If the content doesn’t yet abound, confusion does, beginning with what the new panels are called. We have 4K UHD, UHD, 4K flat-screen TVs, just 4K, and even 4K UHD Connected (4K Ultra HD Connected TV), which is a panel that can get UHD content when connected to the Internet and the viewer subscribes to a service offering UHD content. Name your panel!

There are many brands and many models. In addition to the big guys (LG, Sony, Samsung and the like), there are a swarm of budget lines here and soon to come in 4K UHD. Besides Vizio and others, there will be China’s smart-looking Seiki line.

When shopping for a new panel, don’t forget to remember the attributes that identify the picture quality you’re after: black quality, perceived contrast, color accuracy, off-axis performance (viewing from the sides), screen uniformity, motion clarity, and how “day mode”(usually that daytime living room light) might affect the image.

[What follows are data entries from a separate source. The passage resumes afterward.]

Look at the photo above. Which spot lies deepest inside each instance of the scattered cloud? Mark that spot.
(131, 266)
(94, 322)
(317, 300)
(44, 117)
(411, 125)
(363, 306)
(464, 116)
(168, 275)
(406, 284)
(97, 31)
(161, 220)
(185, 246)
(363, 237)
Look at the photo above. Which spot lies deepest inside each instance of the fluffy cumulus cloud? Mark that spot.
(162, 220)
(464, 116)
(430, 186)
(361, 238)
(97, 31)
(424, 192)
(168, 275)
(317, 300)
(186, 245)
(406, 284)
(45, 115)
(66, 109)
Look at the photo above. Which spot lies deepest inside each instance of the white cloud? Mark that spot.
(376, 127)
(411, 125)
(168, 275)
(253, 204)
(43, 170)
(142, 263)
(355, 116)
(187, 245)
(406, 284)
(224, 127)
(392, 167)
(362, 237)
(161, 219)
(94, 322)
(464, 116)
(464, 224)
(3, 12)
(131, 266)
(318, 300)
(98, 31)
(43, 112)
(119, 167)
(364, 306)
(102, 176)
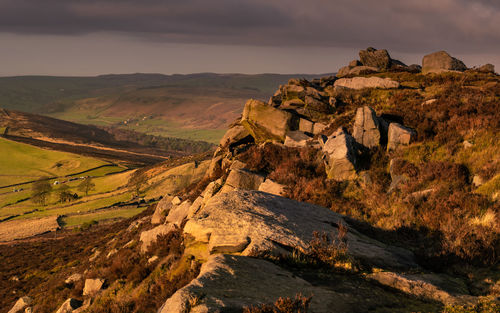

Figuring all this out plus pondering how 4K UHD development will impact entertainment consumption is a bit of a trip down a rabbit hole into a thick jungle of technical land mines and monitors. At least it’s pretty scenery.

And why are all the great movies that drive entertainment (and drove HD) getting late into the act? Explains L.A.-based tech and 4K guru and expert Joe Kane, who has long consulted to the American Society of Cinematographers and was another Conference speaker, “Hollywood got caught with their collective pants down when UHD sets first hit the market in early 2013.” 

As the tale goes, that storied naked emperor never got the wardrobe that royalty deserved. But, at least in the about-to-burst 4K UHD realm, all signs point to the new panels eventually getting their “wardrobe”of content, although patience will be required.

In a brief chat with FJI after the Conference, Tom Campbell, whose L.A.-area Video & Audio Center, with three superstores, is California’s largest independent consumer-electronic retailer, trumpeted that 4K UHD display and audio enhancements are happening fast and furious, then added without missing a beat: “But look how theatres too are improving!” There’s a lesson in there somewhere.